C_{g s 12}= & \left(220 \times 10^{-12}\right)\left(20 \times 10^{-6}\right)+(0.67)\left(20 \times 10^{-6} \cdot 10^{-6} \cdot 24.7 \times 10^{-4}\right)=37.3 \mathrm{fF}

\end{aligned}

$$

Therefore,



$$

C_o=4.4 \mathrm{fF}+32.1 \mathrm{fF}+4.4 \mathrm{fF}+26.6 \mathrm{fF}+37.3 \mathrm{fF}=105 \mathrm{fF}

$$





Note that if we had not reduced the $W / L$ of M2, M4, M6, and M8 then $C_o$ would have easily exceeded 100 fF . Since 105 fF is close to our original guess of 100 fF , let us keep the values of $R_1$ and $R_2$. If this value was significantly different, then we would adjust the values of $R_1$ and $R_2$ so that the $G B$ is 500 MHz . One must also check to make sure that the input pole is greater than 500 MHz (see Problem 7.2-6).

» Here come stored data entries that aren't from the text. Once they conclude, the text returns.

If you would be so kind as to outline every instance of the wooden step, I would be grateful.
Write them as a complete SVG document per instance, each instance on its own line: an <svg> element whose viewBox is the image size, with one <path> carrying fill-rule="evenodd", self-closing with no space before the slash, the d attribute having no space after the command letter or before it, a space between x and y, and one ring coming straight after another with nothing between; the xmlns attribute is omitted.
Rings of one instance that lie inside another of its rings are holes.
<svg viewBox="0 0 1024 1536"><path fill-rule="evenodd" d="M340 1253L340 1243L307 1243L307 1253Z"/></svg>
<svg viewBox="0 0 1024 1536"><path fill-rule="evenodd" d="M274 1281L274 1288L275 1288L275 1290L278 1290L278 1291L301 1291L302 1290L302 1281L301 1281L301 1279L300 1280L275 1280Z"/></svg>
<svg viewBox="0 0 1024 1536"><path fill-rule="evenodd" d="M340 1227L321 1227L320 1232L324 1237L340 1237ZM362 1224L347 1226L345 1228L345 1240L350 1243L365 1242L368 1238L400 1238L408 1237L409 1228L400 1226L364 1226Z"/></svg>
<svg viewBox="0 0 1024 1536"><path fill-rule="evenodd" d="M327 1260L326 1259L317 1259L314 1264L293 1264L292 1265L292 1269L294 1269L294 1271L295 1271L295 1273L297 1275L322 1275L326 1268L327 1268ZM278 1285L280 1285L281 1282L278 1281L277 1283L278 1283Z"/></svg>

The design can be completed by assuming that $I_{\text {BIAS }}=100 \mu \mathrm{~A}$ and that the current in M9 through M12 is $100 \mu \mathrm{~A}$. Thus, $W_{13} / L_{13}=W_{14} / L_{14}=20 \mu \mathrm{~m} / 1 \mu \mathrm{~m}$ and $W_9 / L_9$ through $W_{12} / L_{12}$ are $20 \mu \mathrm{~m} / 1 \mu \mathrm{~m}$. Figure 7.2-13 shows the simulated frequency response of this design. The -3 dB frequency is seen to be close to 38 MHz and the $G B$ approximately 300 MHz . The gain loss of -2 dB is due to the source-follower loss and the fact that $R_1$ is larger than $3.2 \mathrm{k} \Omega$ because of $R_3$. A second pole occurs slightly above 1 GHz . To get these results, it was necessary to bias the input at -1.7 Vdc using $\pm 3 \mathrm{~V}$ power supplies. The difference between the desired -3 dB frequency and the simulated is probably due to the fact that $R_1$ is larger than $3.2 \mathrm{k} \Omega$ and that the actual capacitance may be slightly larger than that calculated in this example. The gain is more than doubled ( 26.4 dB ) and the new -3 dB frequency is 32 MHz . The new unity-gain bandwidth is 630 MHz ! This illustrates the inherent ability of current feedback to increase the value of $G B$ as the closed-loop gain increases.